Chi preleva dal conto corrente una somma superiore a 1000 euro in un giorno o a 5000 euro in un mese, dal 2017 rischia un accertamento da parte dell’Agenzia delle entrate. Ciò è quanto contenuto proprio nella legge di bilancio 2017, dove è stato approvato un emendamento che riscrive l’art. 32, comma 1, n. 2 del dpr 600/73 estendendo la presunzione di attività “in nero”.

Viene infatti stabilito un limite numerico alle operazioni sul proprio conto corrente oltre il quale scatterà una presunzione di “nero” se il contribuente non riesce a provare il contrario.

Sebbene infatti la normativa sulla tracciabilità dei pagamenti stabilisce che l’uso dei contanti è vietato per somme di denaro sopra i 3.000 euro, e nonostante le precisazioni ministeriali secondo cui tale limite non si applica a prelievi e versamenti sul conto, la nuova norma vuole imporre ai correntisti un vincolo particolarmente stringente.

Ecco tutte le misure antievasione anche degli anni passati

Negli anni passati ci sono state tutte una serie di altre norme che ribattezzate appunto anti-evasione ed anti-elusione hanno avuto quale obiettivo quello di mettere alle strette gli evasori più incalliti. Il riferimento è alle nuove regole di compilazione del Quadro RW, l’introduzione della comunicazione elettronica dei dati, alla disciplina fiscale internazionale, alla normativa sempre più stringente sulle procedure esecutive e sulla riscossione, alle modifiche al processo tributario e al regime sanzionatorio, all’obbligo dello spesometro trimestrale previsto per il 2017.

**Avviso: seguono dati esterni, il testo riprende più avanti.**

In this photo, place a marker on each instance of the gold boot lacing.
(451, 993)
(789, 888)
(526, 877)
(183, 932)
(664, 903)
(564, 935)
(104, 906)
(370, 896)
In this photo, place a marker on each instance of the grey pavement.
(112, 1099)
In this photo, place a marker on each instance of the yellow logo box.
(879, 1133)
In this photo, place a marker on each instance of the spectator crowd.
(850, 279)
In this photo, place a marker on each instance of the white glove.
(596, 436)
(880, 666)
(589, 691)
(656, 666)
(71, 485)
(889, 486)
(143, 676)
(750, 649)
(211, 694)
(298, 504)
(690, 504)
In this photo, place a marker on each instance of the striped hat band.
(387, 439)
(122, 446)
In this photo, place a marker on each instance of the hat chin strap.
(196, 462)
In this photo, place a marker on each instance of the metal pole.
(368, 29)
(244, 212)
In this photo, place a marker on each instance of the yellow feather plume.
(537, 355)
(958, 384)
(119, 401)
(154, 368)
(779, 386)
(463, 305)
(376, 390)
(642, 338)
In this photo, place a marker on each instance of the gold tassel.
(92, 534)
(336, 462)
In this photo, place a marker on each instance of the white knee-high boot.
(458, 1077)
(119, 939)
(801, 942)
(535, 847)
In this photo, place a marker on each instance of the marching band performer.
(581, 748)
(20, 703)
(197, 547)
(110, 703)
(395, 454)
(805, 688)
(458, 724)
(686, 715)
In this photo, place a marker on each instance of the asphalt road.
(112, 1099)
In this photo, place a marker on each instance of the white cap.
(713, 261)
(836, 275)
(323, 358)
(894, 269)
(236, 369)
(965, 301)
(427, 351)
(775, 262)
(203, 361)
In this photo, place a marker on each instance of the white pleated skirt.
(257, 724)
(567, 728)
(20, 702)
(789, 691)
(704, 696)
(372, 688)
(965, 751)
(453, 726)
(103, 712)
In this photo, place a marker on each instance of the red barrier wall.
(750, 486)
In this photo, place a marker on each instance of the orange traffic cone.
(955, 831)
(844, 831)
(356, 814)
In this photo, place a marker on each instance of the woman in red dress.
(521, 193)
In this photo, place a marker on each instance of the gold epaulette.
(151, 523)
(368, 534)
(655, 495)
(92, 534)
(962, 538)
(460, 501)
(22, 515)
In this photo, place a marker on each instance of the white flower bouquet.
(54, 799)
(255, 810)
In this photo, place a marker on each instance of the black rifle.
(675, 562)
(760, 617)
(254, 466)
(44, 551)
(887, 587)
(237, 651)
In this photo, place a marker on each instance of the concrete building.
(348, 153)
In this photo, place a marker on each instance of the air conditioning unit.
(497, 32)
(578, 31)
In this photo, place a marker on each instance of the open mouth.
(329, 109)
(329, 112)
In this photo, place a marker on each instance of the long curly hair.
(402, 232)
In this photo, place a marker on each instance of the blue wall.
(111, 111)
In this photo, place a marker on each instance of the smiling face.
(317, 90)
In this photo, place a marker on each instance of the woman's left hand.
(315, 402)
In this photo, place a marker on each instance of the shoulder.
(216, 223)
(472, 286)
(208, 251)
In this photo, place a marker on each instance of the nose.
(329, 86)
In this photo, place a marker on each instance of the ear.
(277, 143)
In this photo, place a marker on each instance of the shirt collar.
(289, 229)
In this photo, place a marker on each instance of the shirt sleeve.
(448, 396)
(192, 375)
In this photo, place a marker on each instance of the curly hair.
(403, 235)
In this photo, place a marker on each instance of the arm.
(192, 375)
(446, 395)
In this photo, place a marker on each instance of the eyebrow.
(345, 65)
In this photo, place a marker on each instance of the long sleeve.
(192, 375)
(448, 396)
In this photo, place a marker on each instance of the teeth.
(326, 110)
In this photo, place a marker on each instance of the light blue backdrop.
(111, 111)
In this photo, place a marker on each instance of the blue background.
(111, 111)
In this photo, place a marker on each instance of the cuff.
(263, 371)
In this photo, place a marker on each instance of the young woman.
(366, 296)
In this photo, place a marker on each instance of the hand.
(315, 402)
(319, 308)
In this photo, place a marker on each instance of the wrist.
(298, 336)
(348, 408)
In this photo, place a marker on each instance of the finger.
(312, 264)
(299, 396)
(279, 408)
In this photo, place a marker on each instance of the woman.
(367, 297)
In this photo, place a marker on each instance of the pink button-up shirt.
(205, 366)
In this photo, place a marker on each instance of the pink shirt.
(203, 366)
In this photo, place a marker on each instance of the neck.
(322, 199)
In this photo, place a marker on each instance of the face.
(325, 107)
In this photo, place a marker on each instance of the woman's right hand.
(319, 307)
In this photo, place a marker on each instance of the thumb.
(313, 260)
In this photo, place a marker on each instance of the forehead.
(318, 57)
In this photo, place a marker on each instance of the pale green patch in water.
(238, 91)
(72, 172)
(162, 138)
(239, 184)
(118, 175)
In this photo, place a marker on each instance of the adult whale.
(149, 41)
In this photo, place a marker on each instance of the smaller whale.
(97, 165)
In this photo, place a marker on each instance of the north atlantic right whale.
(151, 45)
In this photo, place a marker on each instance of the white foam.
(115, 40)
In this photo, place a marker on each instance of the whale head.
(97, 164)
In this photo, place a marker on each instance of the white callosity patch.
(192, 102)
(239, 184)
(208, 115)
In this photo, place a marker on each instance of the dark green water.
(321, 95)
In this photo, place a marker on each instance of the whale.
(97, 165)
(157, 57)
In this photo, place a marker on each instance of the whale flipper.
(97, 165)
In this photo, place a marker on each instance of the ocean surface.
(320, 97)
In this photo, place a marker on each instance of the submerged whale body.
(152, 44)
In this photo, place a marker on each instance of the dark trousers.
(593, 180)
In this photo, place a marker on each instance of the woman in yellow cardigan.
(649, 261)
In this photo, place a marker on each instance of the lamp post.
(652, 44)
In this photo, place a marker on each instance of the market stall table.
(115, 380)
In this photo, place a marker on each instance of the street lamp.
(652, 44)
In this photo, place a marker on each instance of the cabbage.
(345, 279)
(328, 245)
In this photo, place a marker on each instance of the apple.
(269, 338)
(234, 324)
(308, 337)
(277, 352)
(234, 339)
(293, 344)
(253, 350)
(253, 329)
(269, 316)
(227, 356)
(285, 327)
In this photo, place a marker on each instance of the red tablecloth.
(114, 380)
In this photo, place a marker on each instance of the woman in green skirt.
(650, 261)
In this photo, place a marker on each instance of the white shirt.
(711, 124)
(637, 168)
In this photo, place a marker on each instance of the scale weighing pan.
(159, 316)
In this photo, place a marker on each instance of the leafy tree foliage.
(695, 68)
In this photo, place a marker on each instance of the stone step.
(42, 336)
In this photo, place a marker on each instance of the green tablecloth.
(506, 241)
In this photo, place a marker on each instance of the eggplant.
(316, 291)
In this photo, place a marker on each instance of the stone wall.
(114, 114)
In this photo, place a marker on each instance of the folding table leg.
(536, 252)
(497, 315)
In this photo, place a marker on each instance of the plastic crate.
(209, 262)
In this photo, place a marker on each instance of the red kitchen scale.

Si tratta di una serie di regole, che se da una parte rinforzano gli obblighi fiscali proprio per smascherare potenziali evasori, dall’altra parte di certo complicano la vita a tutti quei contribuenti onesti (privati ed imprese) che le tasse le hanno sempre pagate. A proposito di tasse, è bene ricordare che le entrate tributarie nel 2015 in Italia sono state di circa 440 miliardi di euro, in rapporto ad un PIL di 1.550 miliardi.

Lo Stato, con le imposte ed il costo del sistema previdenziale, drena dal circuito finanziario nazionale il 50,2% della ricchezza lorda che viene prodotta dai contribuenti. Ciò significa che metà della ricchezza prodotta viene devoluta in contributi e tasse. Ne consegue quindi che la pressione fiscale complessiva ha raggiunto circa il 68% dell’imponibile.

Ecco dunque che tali operazioni di contrasto all’evasione potrebbero aver un costo ed un impatto sul sistema economico che non è quello proprio sperato anche perché molti economisti sono concordi nel ritenere che l’evasione totale può essere attribuita per 1/3 al lavoro dipendente in nero, per la metà circa a minori redditi dichiarati dalle imprese e per il 12% circa ad altre tipologie di evasione. Posto che in Italia la stragrande maggioranza di imprese sono micro-imprese (5.400.000), il livello di evasione si attesta su un livello che viene definito «evasione da sopravvivenza» proprio in capo a tali piccole medie imprese che sono ‘costrette’, a sottrarre al fisco una piccola parte di imposte per pagare i conti.

Lo Stato, quindi invece che introdurre nuovi limiti a prelievi sul conto, potrebbe avvalersi meglio e più efficacemente delle sue 128 banche-dati, del Pra e degli altri pubblici registri, degli indicatori della capacità contributiva, ma anche dei bolli delle auto, delle assicurazioni, dei dati delle bollette energetiche, degli interessi su mutui, dello spesometro.

Soldi sul conto corrente: cosa ci si può fare?

Ecco dunque che presumere che oltre i mille o 5mila euro, i prelievi non sono giustificati vuole dire far scattare una vera e propria sanzione per chi (imprenditore o lavoratore dipendente) non riesca a dire da dove provengono i soldi sul conto corrente. L’Agenzia delle Entrate in tali casi infatti può presumere che, si nasconda un’attività in nero. Sicché è sempre bene conservare traccia dell’impiego del contante dopo un prelievo o un versamento.